Review: Netflix’s House of Cards

They may have found his skeleton in a Leicester car park but Richard III is alive and scheming in House of Cards – not the 1990 British thriller serial but the new American version streamed to subscribers on Netflix. The original authors, Andrew Davies and Michael Dobbs, are among the producers overseeing the transfer of the devious machinations of an unscrupulous chief whip from Westminster to Washington. All 13 episodes are available, to be gulped down in a dyspepsia-provoking marathon of conspiracy, betrayal and cynical amorality, or savoured at digestion-friendly intervals.

The prospect of bingeing on the whole thing looks irresistible but should be resisted. I have noticed that those of my acquaintance who indulged in the marathon lost something of their critical sharpness as a result. The words “punch-drunk” and “brainwashed” spring to mind.

I experimented by watching the drama in three slabs. The first three episodes made a neutral impact: too much politicking of a sort we’ve seen an inordinate amount of on TV – and usually done with more bite. Could it be that the Shakespearean convention of an audience-buttonholing machiavel simply doesn’t gel with the thrusting realism expected from insider political drama?

A middle section of six episodes gradually took hold, but only the final four instalments really made me want to keep watching, thanks chiefly to Corey Stoll’s portrayal of self-destruction, a real tragedy, followed by growing tension in the plotting. Impeccably cast, professional at every level. Decent but not a knock-out. If I hadn’t been obliged to watch the whole thing, I think I might have left after three episodes.

The serial follows the convoluted rise to power of a Congressman of steely unstoppability and a contortionist’s moral pliancy, and the tortuous ramifications involving his helpers and rivals. Tricks grow dirtier, strategies more unscrupulous; careers are ruined, families destroyed. A mutually helpful relationship between politics and media turns poisonous (really?), exemplified by an ambitious young woman journalist, emotionally involved and predictably hurt. Corruption and venality are common currency.

The American remake can be judged on its own terms, though, like the BBC original, it is overshadowed by a giant, manipulative presence.
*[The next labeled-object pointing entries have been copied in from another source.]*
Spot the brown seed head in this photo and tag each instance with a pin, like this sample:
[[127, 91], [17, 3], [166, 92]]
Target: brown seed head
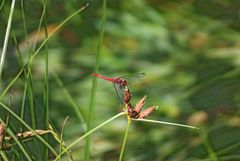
[[139, 105], [147, 112]]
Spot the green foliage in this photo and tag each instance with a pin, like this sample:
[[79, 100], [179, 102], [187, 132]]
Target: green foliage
[[189, 51]]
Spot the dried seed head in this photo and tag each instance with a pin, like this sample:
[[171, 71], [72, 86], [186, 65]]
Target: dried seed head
[[147, 112], [139, 105]]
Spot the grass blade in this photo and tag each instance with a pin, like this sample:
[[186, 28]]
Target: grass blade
[[94, 83]]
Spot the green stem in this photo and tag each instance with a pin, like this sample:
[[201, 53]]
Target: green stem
[[94, 83], [125, 139], [89, 133], [4, 51], [211, 152]]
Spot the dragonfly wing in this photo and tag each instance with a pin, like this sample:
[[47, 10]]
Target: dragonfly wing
[[119, 90], [132, 79]]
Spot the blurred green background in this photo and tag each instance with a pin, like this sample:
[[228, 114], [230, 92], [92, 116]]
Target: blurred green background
[[190, 51]]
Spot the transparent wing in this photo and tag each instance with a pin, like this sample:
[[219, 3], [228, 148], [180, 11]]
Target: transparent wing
[[133, 79], [120, 92]]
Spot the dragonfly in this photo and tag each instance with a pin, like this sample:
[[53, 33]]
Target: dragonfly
[[121, 84], [121, 87]]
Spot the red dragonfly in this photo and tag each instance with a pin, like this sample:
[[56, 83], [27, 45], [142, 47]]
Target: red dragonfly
[[121, 84]]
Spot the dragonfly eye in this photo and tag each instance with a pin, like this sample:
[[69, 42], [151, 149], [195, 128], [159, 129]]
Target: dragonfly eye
[[134, 114]]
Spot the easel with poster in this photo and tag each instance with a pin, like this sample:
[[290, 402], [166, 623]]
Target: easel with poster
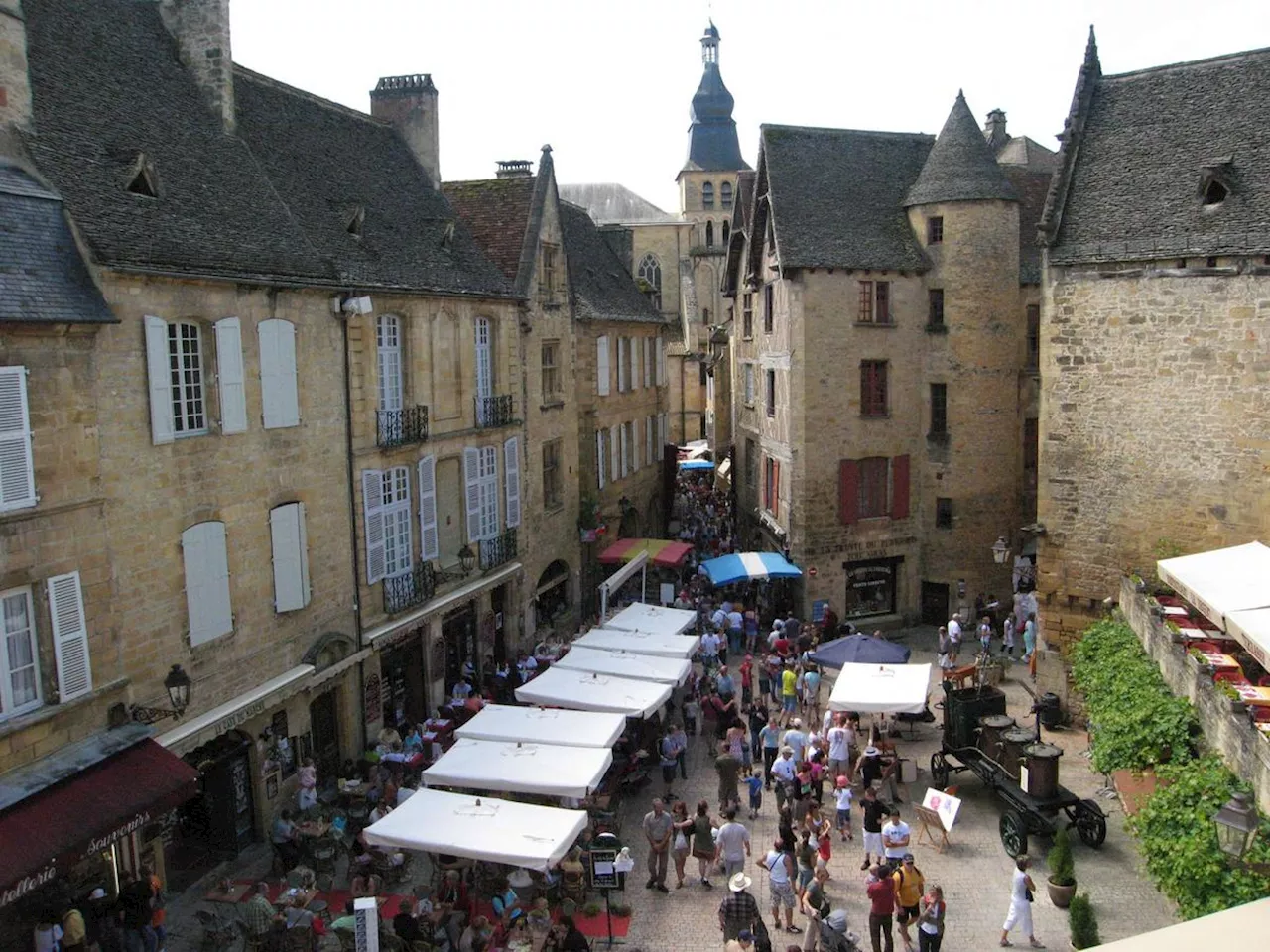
[[937, 815]]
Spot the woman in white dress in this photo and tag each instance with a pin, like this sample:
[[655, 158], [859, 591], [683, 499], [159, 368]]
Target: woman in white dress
[[1020, 904]]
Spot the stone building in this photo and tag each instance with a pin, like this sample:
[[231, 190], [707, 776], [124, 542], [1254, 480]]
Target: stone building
[[263, 419], [879, 294], [516, 218], [622, 416], [1156, 309]]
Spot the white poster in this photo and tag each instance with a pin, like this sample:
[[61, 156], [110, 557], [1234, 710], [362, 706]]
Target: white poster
[[943, 803]]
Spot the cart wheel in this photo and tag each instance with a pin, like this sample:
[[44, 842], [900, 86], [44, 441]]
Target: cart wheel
[[1014, 833], [1091, 824], [939, 770]]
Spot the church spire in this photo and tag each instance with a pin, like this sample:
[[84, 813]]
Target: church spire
[[712, 135]]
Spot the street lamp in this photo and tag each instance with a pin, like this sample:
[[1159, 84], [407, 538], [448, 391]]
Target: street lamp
[[178, 694], [1236, 828]]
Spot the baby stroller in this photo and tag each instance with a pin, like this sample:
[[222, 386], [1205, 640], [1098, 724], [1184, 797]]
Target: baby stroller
[[834, 936]]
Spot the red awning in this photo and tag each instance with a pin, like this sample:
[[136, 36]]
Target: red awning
[[87, 812]]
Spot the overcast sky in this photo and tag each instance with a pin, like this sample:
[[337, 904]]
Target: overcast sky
[[607, 84]]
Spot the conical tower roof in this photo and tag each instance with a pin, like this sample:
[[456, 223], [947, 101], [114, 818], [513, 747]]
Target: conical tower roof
[[960, 167]]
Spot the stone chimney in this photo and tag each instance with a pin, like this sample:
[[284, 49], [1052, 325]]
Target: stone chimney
[[515, 169], [202, 33], [411, 104], [14, 81], [994, 130]]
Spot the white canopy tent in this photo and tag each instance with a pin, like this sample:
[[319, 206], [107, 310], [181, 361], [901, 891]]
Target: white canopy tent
[[509, 767], [1228, 587], [480, 828], [581, 690], [626, 664], [654, 620], [544, 725], [881, 688], [639, 643]]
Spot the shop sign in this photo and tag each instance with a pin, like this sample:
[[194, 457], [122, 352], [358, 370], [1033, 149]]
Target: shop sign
[[28, 884]]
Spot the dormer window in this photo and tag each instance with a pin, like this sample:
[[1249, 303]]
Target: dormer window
[[356, 221], [144, 181]]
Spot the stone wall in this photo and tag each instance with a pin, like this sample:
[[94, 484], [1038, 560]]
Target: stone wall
[[1155, 402], [1245, 751]]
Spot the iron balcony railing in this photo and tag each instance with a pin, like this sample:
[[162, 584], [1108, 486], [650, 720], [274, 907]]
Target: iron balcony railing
[[497, 551], [411, 589], [493, 412], [398, 428]]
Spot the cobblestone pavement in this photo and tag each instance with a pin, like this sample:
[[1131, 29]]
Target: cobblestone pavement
[[974, 871]]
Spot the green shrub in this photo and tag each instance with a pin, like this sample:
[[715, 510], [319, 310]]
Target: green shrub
[[1134, 719], [1083, 921], [1179, 839], [1062, 871]]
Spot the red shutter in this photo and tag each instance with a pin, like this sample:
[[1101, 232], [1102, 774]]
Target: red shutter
[[848, 492], [899, 488]]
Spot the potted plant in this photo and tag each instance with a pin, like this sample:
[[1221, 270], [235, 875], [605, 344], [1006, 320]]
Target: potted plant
[[1083, 923], [1062, 874]]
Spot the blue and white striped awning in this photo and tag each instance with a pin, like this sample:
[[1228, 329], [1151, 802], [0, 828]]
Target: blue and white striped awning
[[749, 565]]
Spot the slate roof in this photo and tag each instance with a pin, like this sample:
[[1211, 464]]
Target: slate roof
[[960, 167], [42, 276], [497, 212], [1130, 188], [325, 162], [271, 200], [1032, 188], [611, 203], [837, 195], [601, 287]]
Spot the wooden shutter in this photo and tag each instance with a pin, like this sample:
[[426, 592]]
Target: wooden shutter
[[17, 460], [602, 366], [230, 381], [430, 542], [512, 480], [278, 385], [372, 509], [290, 557], [70, 636], [471, 486], [207, 581], [899, 488], [848, 492], [160, 381]]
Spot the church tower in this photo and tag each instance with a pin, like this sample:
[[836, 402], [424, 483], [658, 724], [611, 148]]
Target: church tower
[[707, 195]]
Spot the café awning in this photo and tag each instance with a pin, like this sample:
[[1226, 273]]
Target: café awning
[[661, 551], [479, 828], [45, 833]]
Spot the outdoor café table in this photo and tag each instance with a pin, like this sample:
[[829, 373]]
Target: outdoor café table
[[1254, 696]]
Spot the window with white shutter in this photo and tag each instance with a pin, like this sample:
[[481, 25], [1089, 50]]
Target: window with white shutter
[[290, 557], [512, 477], [19, 660], [70, 638], [602, 366], [17, 460], [372, 509], [280, 395], [230, 380], [398, 555], [207, 581], [430, 542]]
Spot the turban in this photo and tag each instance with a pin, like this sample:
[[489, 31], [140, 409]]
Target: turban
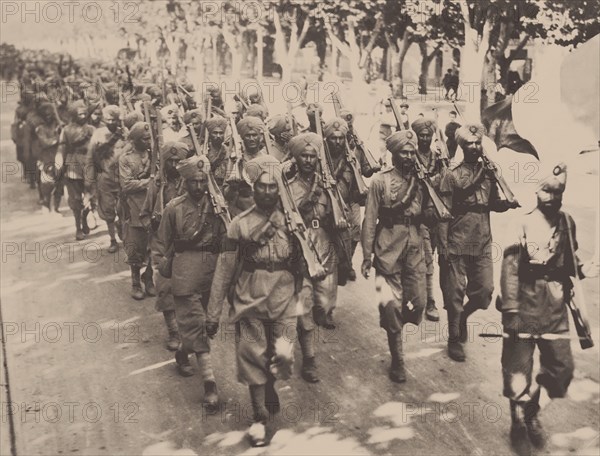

Both cultures take certain givens for granted – the tacit values and assumptions shaping attitudes even when not actively moving the plot. In Britain the elephant in the room is class. In Washington it is corporatism, and much more openness about money – although, as Congressional whip Francis Underwood assures us in one of his confidential asides to camera, power, not money, is what counts.

Underwood dominates the story, lying, bluffing, double-bluffing, ensnaring nature’s weaklings and dupes as he aims for the ultimate prize. His tendency to Shakespearean asides, confiding, self-congratulatory or – rarely – angry, underlines the character’s classical antecedents: Richard III, a dash of Macbeth, Edmund in Lear, Iago – “such smiling rogues” who prove that a man may smile and smile and be a villain.

Unfortunately Kevin Spacey goes easy on the smiles. He has none of Richard’s glee or Edmund’s fatalistic relish of his dark side. Having paid his classical theatre dues, Spacey can freeze into dead-eyed dislike to chilling effect, momentarily revealing a visitor from another planet. But he eschews honest Iago’s bonhomie in favour of machiavellian duplicity signalled with semaphore emphasis. Here is a clever actor playing a clever actor, oozing such insincerity that you wonder how even Washington politicos can be taken in.

He makes the most of the mocking self-deprecation with which Underwood undercuts his unsavoury secrets. “I’m not going to lie. I despise children . . . There! I’ve said it.” Or “I will march forward even if I have to do so alone . . . See? I told ya!” If sometimes recalling a malevolent pudding, Spacey can elevate a mock-Jacobethan guilty monologue to something near the real thing, as when remembering, in church, the man he has murdered: “Is that you, Peter? Stop hiding in my thoughts and come out. There is no solace above or below us, only small, solitary striving, battling one another . . . I pray to myself, for myself.” The actor’s dark nihilism evokes Iago.

British viewers may find the US political manoeuvring plodding, even though the first episodes are directed by David Fincher (The Social Network), and Joel Schumacher is also on board. The serial really ignites when it turns into a detective thriller as Underwood’s skein of evil begins to unravel – the last four episodes grip. The large cast is without weakness, notably Robin Wright as Underwood’s wife, here a much larger role than the English original, and Stoll, a revelation as a Congressman whose personal Calvary – drink, drugs, whores; redemption, temptation and fall – is both epic and intimately human. These characters have the advantage of changing in the course of the action, unlike Underwood. That’s the trouble with icons, even evil ones: they may dominate but they rarely surprise.